Having lost the letters, Edward was forced to settle out of court. “Big Jim allowed him to keep the $27,500 he had filched from the refinery, plus $10,000 compensation for the weekend he had spent in jail, and $5,000 for his legal fees. Edward exchanged all of that for his half of the refinery. Edward was now freed from his immediate financial difficulty. Of course he was still $38,000 in debt to five different attorneys, all for lawsuits against “Big:” Jim Fisk, and Edward had yet to win a single one. But being a pompous popinjay, he was convinced that he deserved to win at least one. And so he urged Josie to push ahead with her lawsuit against “Big” Jim. Not that he could have stopped her.
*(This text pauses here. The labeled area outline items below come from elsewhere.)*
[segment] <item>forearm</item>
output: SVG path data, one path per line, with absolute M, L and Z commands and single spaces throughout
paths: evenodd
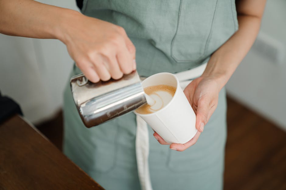
M 221 88 L 249 51 L 260 28 L 260 18 L 241 15 L 238 19 L 239 29 L 213 54 L 203 74 L 215 79 Z
M 79 13 L 32 0 L 0 0 L 0 33 L 30 38 L 61 38 L 62 24 L 69 14 L 76 14 Z

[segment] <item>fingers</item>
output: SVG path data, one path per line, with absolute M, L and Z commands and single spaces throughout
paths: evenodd
M 117 60 L 115 55 L 111 55 L 109 57 L 106 57 L 106 67 L 108 68 L 111 77 L 113 79 L 117 80 L 121 78 L 123 75 L 123 73 L 120 70 Z
M 129 74 L 133 70 L 133 59 L 127 47 L 124 46 L 118 50 L 117 61 L 120 69 L 124 74 Z
M 164 140 L 164 139 L 161 137 L 159 135 L 158 135 L 158 133 L 155 132 L 153 134 L 153 136 L 154 136 L 154 137 L 158 141 L 158 142 L 159 142 L 159 143 L 161 144 L 161 145 L 170 145 L 170 144 L 169 143 L 168 143 L 166 141 Z
M 76 65 L 88 79 L 94 83 L 98 82 L 100 78 L 97 74 L 93 65 L 89 62 L 81 60 Z
M 201 132 L 197 131 L 192 139 L 184 144 L 173 143 L 170 145 L 170 148 L 172 150 L 178 151 L 183 151 L 190 146 L 194 145 L 197 142 L 200 135 Z
M 119 31 L 124 42 L 120 43 L 122 45 L 117 52 L 117 60 L 121 71 L 124 74 L 129 74 L 136 69 L 136 48 L 124 29 L 120 27 Z
M 196 128 L 200 132 L 203 132 L 204 125 L 208 122 L 211 106 L 211 101 L 202 97 L 199 100 L 197 109 Z

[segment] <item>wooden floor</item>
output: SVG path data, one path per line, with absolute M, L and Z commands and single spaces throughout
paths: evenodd
M 228 104 L 224 189 L 286 190 L 286 133 L 230 98 Z M 37 126 L 61 150 L 62 121 L 60 112 Z

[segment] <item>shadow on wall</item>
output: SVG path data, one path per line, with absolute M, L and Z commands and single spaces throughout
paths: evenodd
M 75 1 L 39 1 L 78 10 Z M 0 34 L 0 90 L 19 103 L 33 123 L 52 116 L 61 106 L 73 61 L 56 40 Z
M 228 94 L 286 130 L 286 1 L 267 2 L 261 32 L 228 83 Z

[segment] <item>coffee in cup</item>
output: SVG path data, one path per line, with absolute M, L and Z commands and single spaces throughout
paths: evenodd
M 174 96 L 176 88 L 166 85 L 151 86 L 144 88 L 144 91 L 155 103 L 152 105 L 146 104 L 137 108 L 136 111 L 141 114 L 147 114 L 158 111 L 167 105 Z

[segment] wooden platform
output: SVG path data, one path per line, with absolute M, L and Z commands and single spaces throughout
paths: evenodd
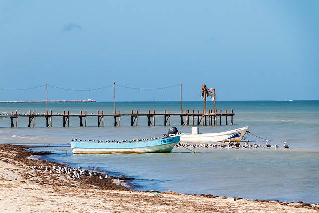
M 0 118 L 9 117 L 11 120 L 11 127 L 18 127 L 18 118 L 19 117 L 27 117 L 28 118 L 28 127 L 35 127 L 35 118 L 45 118 L 46 119 L 46 126 L 47 127 L 52 127 L 52 121 L 53 118 L 63 118 L 63 127 L 69 127 L 70 119 L 71 117 L 78 117 L 79 118 L 79 126 L 86 126 L 86 120 L 88 117 L 96 117 L 97 118 L 97 126 L 104 126 L 104 119 L 106 118 L 111 117 L 114 120 L 114 126 L 121 126 L 121 118 L 122 117 L 130 117 L 131 122 L 130 126 L 138 126 L 138 121 L 143 119 L 143 122 L 147 122 L 148 126 L 155 126 L 155 118 L 163 118 L 163 124 L 164 126 L 170 126 L 171 120 L 172 117 L 174 116 L 178 117 L 180 119 L 180 123 L 175 124 L 174 125 L 202 125 L 202 126 L 215 126 L 217 125 L 217 123 L 219 125 L 222 125 L 222 120 L 225 119 L 225 125 L 228 125 L 228 118 L 229 117 L 231 118 L 230 124 L 233 125 L 233 117 L 235 113 L 231 110 L 230 113 L 228 113 L 226 110 L 224 113 L 222 113 L 221 110 L 219 110 L 219 112 L 217 113 L 216 111 L 213 113 L 212 110 L 209 110 L 206 113 L 203 110 L 200 112 L 198 110 L 197 112 L 195 112 L 192 110 L 190 112 L 189 110 L 185 110 L 185 112 L 182 111 L 180 113 L 171 113 L 170 110 L 168 112 L 164 111 L 163 113 L 155 113 L 153 110 L 150 113 L 150 110 L 147 113 L 139 114 L 137 111 L 133 112 L 131 111 L 130 114 L 121 114 L 121 111 L 115 111 L 113 114 L 104 114 L 103 111 L 98 111 L 96 114 L 87 114 L 86 111 L 84 111 L 82 113 L 82 111 L 80 111 L 79 114 L 69 113 L 69 111 L 63 112 L 61 114 L 52 113 L 52 111 L 47 112 L 46 114 L 35 113 L 34 111 L 31 112 L 29 112 L 27 114 L 19 114 L 17 111 L 13 113 L 11 112 L 10 114 L 0 114 Z M 145 119 L 142 118 L 144 117 Z M 217 120 L 219 120 L 219 122 Z

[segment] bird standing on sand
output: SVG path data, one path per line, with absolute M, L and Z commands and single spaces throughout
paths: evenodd
M 270 147 L 271 147 L 271 146 L 270 145 L 270 144 L 267 144 L 267 143 L 268 143 L 268 141 L 266 140 L 266 146 L 267 148 L 270 148 Z
M 286 142 L 284 142 L 284 148 L 286 149 L 288 149 L 289 148 L 288 145 L 286 145 Z

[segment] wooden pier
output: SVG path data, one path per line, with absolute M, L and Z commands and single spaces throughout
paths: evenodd
M 11 120 L 11 127 L 18 127 L 18 118 L 27 117 L 28 118 L 28 127 L 35 127 L 35 118 L 45 118 L 46 127 L 52 126 L 53 118 L 62 118 L 63 127 L 69 127 L 69 121 L 71 117 L 79 117 L 80 121 L 80 126 L 86 127 L 87 118 L 88 117 L 96 117 L 97 118 L 97 126 L 103 127 L 104 126 L 104 119 L 106 118 L 112 118 L 114 119 L 114 126 L 121 126 L 121 118 L 122 117 L 131 117 L 131 126 L 138 126 L 139 118 L 146 118 L 147 121 L 148 126 L 155 126 L 155 118 L 160 117 L 164 118 L 163 124 L 164 126 L 170 126 L 171 120 L 173 117 L 177 117 L 180 118 L 180 123 L 175 125 L 202 125 L 202 126 L 216 126 L 218 123 L 219 125 L 222 125 L 222 120 L 225 119 L 225 125 L 228 125 L 228 117 L 230 117 L 230 124 L 233 125 L 233 117 L 235 113 L 231 110 L 231 113 L 228 112 L 227 110 L 225 110 L 225 112 L 222 112 L 220 110 L 217 113 L 217 110 L 213 112 L 212 110 L 208 110 L 205 113 L 205 110 L 200 112 L 198 110 L 194 112 L 192 110 L 190 112 L 186 110 L 183 112 L 182 110 L 181 113 L 171 113 L 170 110 L 167 112 L 166 110 L 163 113 L 156 113 L 154 110 L 152 113 L 150 110 L 147 113 L 139 114 L 138 111 L 133 112 L 132 110 L 130 114 L 121 114 L 121 111 L 115 111 L 113 114 L 104 114 L 103 111 L 97 111 L 96 114 L 87 114 L 86 111 L 82 113 L 80 111 L 79 114 L 69 114 L 69 111 L 63 111 L 62 113 L 53 114 L 52 111 L 46 112 L 46 113 L 35 113 L 34 111 L 29 111 L 28 113 L 19 114 L 17 111 L 15 113 L 11 112 L 10 114 L 0 114 L 0 118 L 9 117 Z M 140 118 L 140 120 L 141 118 Z M 219 120 L 219 122 L 218 120 Z M 84 123 L 83 123 L 84 121 Z M 113 122 L 112 122 L 113 123 Z

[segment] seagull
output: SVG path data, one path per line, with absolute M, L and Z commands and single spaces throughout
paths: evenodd
M 226 144 L 223 144 L 223 143 L 225 143 L 225 142 L 224 141 L 221 142 L 221 144 L 220 144 L 220 146 L 223 148 L 226 148 L 227 146 Z
M 248 146 L 248 143 L 249 143 L 249 140 L 247 140 L 247 141 L 244 144 L 244 146 L 247 147 Z
M 286 142 L 284 142 L 284 148 L 286 149 L 288 149 L 289 148 L 288 145 L 286 145 Z
M 266 140 L 266 146 L 267 148 L 271 147 L 271 146 L 270 145 L 270 144 L 267 144 L 267 142 L 268 142 L 268 141 L 267 141 L 267 140 Z

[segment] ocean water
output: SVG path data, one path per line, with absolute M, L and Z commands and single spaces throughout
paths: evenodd
M 202 101 L 183 102 L 183 110 L 201 111 Z M 207 109 L 213 108 L 207 102 Z M 201 149 L 194 153 L 174 148 L 166 154 L 73 155 L 70 141 L 82 139 L 130 139 L 160 136 L 170 127 L 163 125 L 164 118 L 156 117 L 155 126 L 148 126 L 146 118 L 139 117 L 139 126 L 131 127 L 130 118 L 121 118 L 121 126 L 113 127 L 113 117 L 105 118 L 104 127 L 97 127 L 97 118 L 88 117 L 86 127 L 71 117 L 70 127 L 62 127 L 62 118 L 53 118 L 53 127 L 46 128 L 45 119 L 37 118 L 35 128 L 27 128 L 27 118 L 19 117 L 17 128 L 11 128 L 8 118 L 0 119 L 0 142 L 12 144 L 50 145 L 33 149 L 52 151 L 45 160 L 80 166 L 114 176 L 136 179 L 128 183 L 138 190 L 171 190 L 186 194 L 212 194 L 252 199 L 278 199 L 319 203 L 319 101 L 217 101 L 216 109 L 233 109 L 234 125 L 199 127 L 203 133 L 218 132 L 249 126 L 246 139 L 251 143 L 277 145 L 277 149 Z M 98 110 L 113 113 L 113 102 L 49 103 L 52 113 L 87 114 Z M 121 114 L 138 110 L 179 112 L 179 102 L 119 102 Z M 19 113 L 29 110 L 46 111 L 45 103 L 0 103 L 0 113 Z M 228 124 L 230 124 L 230 118 Z M 196 121 L 195 121 L 196 123 Z M 217 122 L 219 124 L 219 120 Z M 173 117 L 171 126 L 182 132 L 191 132 L 192 126 L 181 126 Z M 284 142 L 290 147 L 283 148 Z M 68 150 L 67 152 L 66 150 Z

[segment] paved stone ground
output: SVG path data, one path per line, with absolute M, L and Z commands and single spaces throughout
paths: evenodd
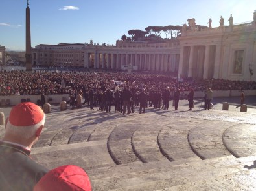
M 222 103 L 229 110 L 222 110 Z M 256 99 L 216 98 L 204 110 L 180 101 L 178 111 L 124 115 L 52 106 L 32 157 L 49 168 L 84 168 L 93 190 L 255 190 Z M 0 108 L 7 117 L 10 108 Z M 0 125 L 0 137 L 4 133 Z M 254 165 L 253 165 L 254 164 Z M 255 165 L 255 166 L 253 166 Z

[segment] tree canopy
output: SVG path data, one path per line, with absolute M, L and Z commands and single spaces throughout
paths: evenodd
M 146 31 L 143 31 L 139 29 L 130 30 L 128 33 L 129 35 L 132 35 L 132 40 L 133 41 L 137 41 L 139 39 L 144 39 L 145 35 L 148 34 Z

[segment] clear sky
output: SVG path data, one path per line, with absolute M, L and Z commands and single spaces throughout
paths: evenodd
M 200 25 L 253 20 L 256 0 L 29 0 L 32 46 L 60 43 L 115 45 L 131 29 L 181 25 L 194 17 Z M 25 49 L 27 0 L 0 0 L 0 45 Z

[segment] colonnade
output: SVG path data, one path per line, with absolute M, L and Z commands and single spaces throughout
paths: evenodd
M 132 64 L 139 70 L 175 72 L 178 70 L 179 54 L 124 54 L 86 52 L 85 66 L 94 68 L 121 69 Z
M 194 45 L 181 47 L 178 77 L 218 78 L 220 46 Z
M 5 48 L 0 46 L 0 65 L 5 65 Z

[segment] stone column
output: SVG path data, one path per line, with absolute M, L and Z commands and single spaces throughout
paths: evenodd
M 126 61 L 125 61 L 125 65 L 127 66 L 128 65 L 128 54 L 126 54 Z
M 220 65 L 221 59 L 222 46 L 220 45 L 216 45 L 215 61 L 215 72 L 213 78 L 218 79 L 220 77 Z
M 152 71 L 156 70 L 156 54 L 153 54 Z
M 88 63 L 88 53 L 86 52 L 84 53 L 84 67 L 89 68 L 89 63 Z
M 179 70 L 178 77 L 181 78 L 182 76 L 183 65 L 183 57 L 184 57 L 184 46 L 181 46 L 180 54 L 180 62 L 179 62 Z
M 29 3 L 26 8 L 26 71 L 32 71 L 30 10 Z
M 190 50 L 188 77 L 193 77 L 194 47 L 194 46 L 191 46 Z
M 99 68 L 99 54 L 96 52 L 94 53 L 94 68 Z
M 204 56 L 203 79 L 208 78 L 209 56 L 210 56 L 210 45 L 207 45 L 205 46 L 205 55 Z
M 121 68 L 122 68 L 122 66 L 124 65 L 124 54 L 121 54 Z
M 147 54 L 144 55 L 144 70 L 146 70 L 146 55 Z
M 102 65 L 102 68 L 106 68 L 106 54 L 104 54 L 104 53 L 102 53 L 102 64 L 101 64 L 101 65 Z
M 111 59 L 111 68 L 113 69 L 114 68 L 114 54 L 110 54 L 110 59 Z
M 117 65 L 115 66 L 115 69 L 118 69 L 118 68 L 119 67 L 119 64 L 120 63 L 120 58 L 119 58 L 119 54 L 117 53 Z
M 135 65 L 135 66 L 137 66 L 137 55 L 135 54 L 135 63 L 134 63 L 134 65 Z

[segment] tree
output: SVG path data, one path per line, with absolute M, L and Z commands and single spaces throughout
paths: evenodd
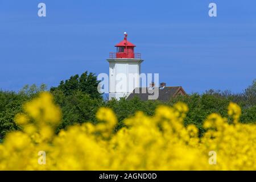
M 245 89 L 244 94 L 249 104 L 251 106 L 256 105 L 256 79 L 253 80 L 251 85 Z
M 88 94 L 93 98 L 102 98 L 101 94 L 97 90 L 100 81 L 97 80 L 97 77 L 94 73 L 88 73 L 88 72 L 83 73 L 80 76 L 75 75 L 69 79 L 61 81 L 57 87 L 52 87 L 51 92 L 52 93 L 56 90 L 61 90 L 65 96 L 71 96 L 77 91 Z

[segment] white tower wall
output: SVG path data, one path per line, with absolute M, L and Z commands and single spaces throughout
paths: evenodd
M 109 63 L 109 100 L 127 97 L 135 88 L 140 87 L 142 60 L 119 58 L 107 60 Z

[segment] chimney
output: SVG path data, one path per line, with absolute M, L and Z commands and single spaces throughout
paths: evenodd
M 150 88 L 153 88 L 155 86 L 155 83 L 154 82 L 152 82 L 150 84 Z
M 162 82 L 160 84 L 160 87 L 163 88 L 166 86 L 166 84 L 164 82 Z

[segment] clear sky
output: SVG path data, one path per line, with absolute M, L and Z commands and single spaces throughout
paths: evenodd
M 106 59 L 125 31 L 142 72 L 159 73 L 167 86 L 239 92 L 256 78 L 255 0 L 0 0 L 0 88 L 108 73 Z

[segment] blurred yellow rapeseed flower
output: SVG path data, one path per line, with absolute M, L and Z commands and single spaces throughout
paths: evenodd
M 201 138 L 195 125 L 184 126 L 188 110 L 179 102 L 159 106 L 152 117 L 138 111 L 115 133 L 117 118 L 102 107 L 97 123 L 75 125 L 56 135 L 60 110 L 43 92 L 16 116 L 22 131 L 10 133 L 0 144 L 0 170 L 256 169 L 256 125 L 238 122 L 237 105 L 228 107 L 232 123 L 219 114 L 209 115 Z M 42 151 L 45 156 L 39 155 Z M 209 162 L 212 151 L 214 164 Z

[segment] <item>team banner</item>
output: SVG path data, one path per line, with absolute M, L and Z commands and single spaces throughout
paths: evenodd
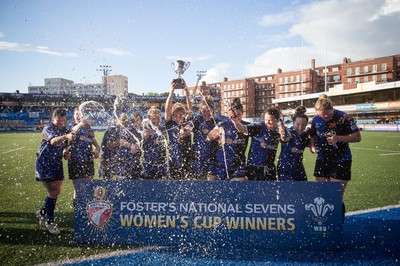
M 81 244 L 331 249 L 340 246 L 339 183 L 81 180 Z

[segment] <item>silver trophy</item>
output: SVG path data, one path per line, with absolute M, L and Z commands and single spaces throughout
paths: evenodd
M 186 69 L 188 69 L 188 67 L 190 66 L 190 62 L 176 60 L 175 62 L 171 63 L 171 66 L 174 69 L 175 73 L 178 75 L 178 77 L 174 79 L 174 82 L 178 85 L 181 85 L 183 83 L 181 75 L 183 75 Z

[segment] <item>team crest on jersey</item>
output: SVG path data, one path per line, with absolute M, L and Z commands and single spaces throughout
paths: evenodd
M 92 225 L 97 228 L 103 228 L 111 218 L 112 204 L 105 201 L 106 190 L 103 187 L 94 189 L 94 201 L 87 204 L 87 216 Z
M 319 225 L 328 219 L 326 217 L 328 211 L 333 211 L 335 209 L 332 204 L 325 204 L 325 199 L 322 197 L 315 198 L 314 203 L 307 204 L 305 208 L 307 211 L 311 211 L 313 213 L 313 220 Z

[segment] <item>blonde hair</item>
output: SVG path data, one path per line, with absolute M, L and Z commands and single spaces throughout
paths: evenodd
M 205 97 L 201 102 L 200 102 L 200 107 L 203 106 L 208 106 L 211 110 L 214 110 L 214 102 L 211 97 Z
M 321 94 L 315 102 L 315 110 L 333 109 L 333 102 L 328 98 L 328 95 Z
M 156 113 L 161 114 L 160 109 L 158 109 L 158 108 L 155 107 L 155 106 L 152 106 L 152 107 L 150 107 L 149 111 L 147 111 L 147 116 L 150 117 L 150 116 L 153 116 L 153 115 L 156 114 Z
M 306 122 L 308 122 L 308 116 L 306 115 L 307 108 L 304 106 L 300 105 L 297 106 L 296 109 L 294 110 L 294 115 L 292 117 L 292 121 L 295 121 L 297 118 L 304 118 Z
M 121 125 L 125 127 L 129 124 L 128 115 L 126 113 L 121 113 L 118 120 L 121 123 Z
M 183 112 L 185 114 L 186 113 L 186 108 L 181 103 L 175 103 L 172 106 L 172 114 L 174 114 L 175 112 Z

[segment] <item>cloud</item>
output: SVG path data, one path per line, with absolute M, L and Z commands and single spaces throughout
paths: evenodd
M 298 14 L 281 21 L 292 21 L 284 29 L 287 32 L 280 30 L 269 38 L 281 47 L 254 58 L 245 66 L 244 75 L 273 74 L 278 68 L 283 71 L 310 68 L 313 58 L 316 66 L 324 66 L 325 62 L 341 63 L 344 57 L 355 61 L 398 54 L 400 34 L 394 25 L 400 25 L 397 14 L 400 11 L 395 11 L 400 9 L 399 3 L 400 0 L 325 0 L 297 6 Z M 273 17 L 279 20 L 286 14 L 283 11 Z M 272 16 L 268 18 L 264 17 L 260 24 L 268 25 L 270 32 L 274 24 Z
M 30 44 L 19 44 L 15 42 L 2 42 L 0 41 L 0 50 L 14 51 L 14 52 L 34 52 L 40 54 L 48 54 L 59 57 L 77 57 L 75 53 L 64 53 L 51 50 L 46 46 L 32 46 Z
M 278 26 L 292 23 L 296 19 L 296 13 L 286 11 L 279 14 L 267 14 L 263 16 L 259 24 L 264 27 Z
M 369 20 L 374 21 L 381 17 L 396 15 L 400 13 L 400 0 L 386 0 L 385 4 Z
M 199 55 L 199 56 L 177 56 L 177 55 L 168 55 L 168 60 L 183 60 L 186 62 L 199 62 L 199 61 L 207 61 L 212 59 L 213 56 L 210 54 Z
M 120 49 L 115 49 L 115 48 L 99 48 L 97 51 L 105 54 L 111 54 L 111 55 L 116 55 L 116 56 L 130 56 L 130 57 L 138 57 L 131 52 L 120 50 Z
M 228 70 L 231 68 L 231 65 L 220 63 L 216 64 L 214 67 L 207 70 L 206 75 L 202 78 L 202 81 L 206 83 L 215 83 L 221 82 L 224 77 L 227 76 Z

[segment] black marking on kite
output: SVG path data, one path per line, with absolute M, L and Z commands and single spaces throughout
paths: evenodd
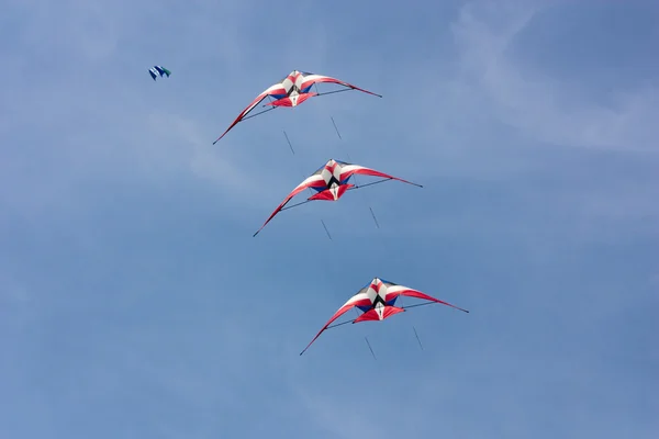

Josie was claiming that during their multi-year affair James Fisk had invested $25,000 for her, and now she wanted it back, with interest. “Big” Jim’s lawyers were arguing that the cash had never been hers, and that Josie’s entire life had been one money scam after another. On the witness stand Jose began with another lie. “I will be twenty-four years of age on the 11th of December next.” She was actually 28.
It was perfectly predictable that under cross examination her past would be used to impeach her. She was asked if, in California “a pistol was pointed in your presence at a man's head?” Reluctantly Josie replied, “There was a circumstance of that kind happened.” “Was it a man by the name of D. W. Perley…Was (the gun) pointed at him by (Josie's stepfather)? (And) did (Perley) sign a check before he went out?” All of this, Josie was forced to admit, was the truth. The jury, and the press, knew a badger game when they heard one.
Over three hours on the stand Josie was also forced to admit that Fisk had bought her the house on 23rd Street, from the knocker on Josie's front door to the curtains in the parlor and the commode in the bedroom. She was even forced to admit that she had handed over her love letters from Fisk because Edward thought they “would benefit him in the case…pending between him and Mr. Fisk.” All of this was predictable, as her lawyer must have predicted. But Josie had insisted on proceeding. She was also three times stupid; she was in love with Edward, and she was greedy.
And then, on January 6, 1872, Edward took the stand in Josie’s case. Even under friendly direct examination, the spectators could not suppress a giggle when he insisted he and Josie were “just friends”. When court broke for lunch at 1:00 p.m. Edward stormed out, infuriated. He lunched at Delmonico’s on 14th street, and it was there that he learned from "a friend" that he and Josie had been indicted for blackmailing “Big” Jim Fisk. It was the last straw.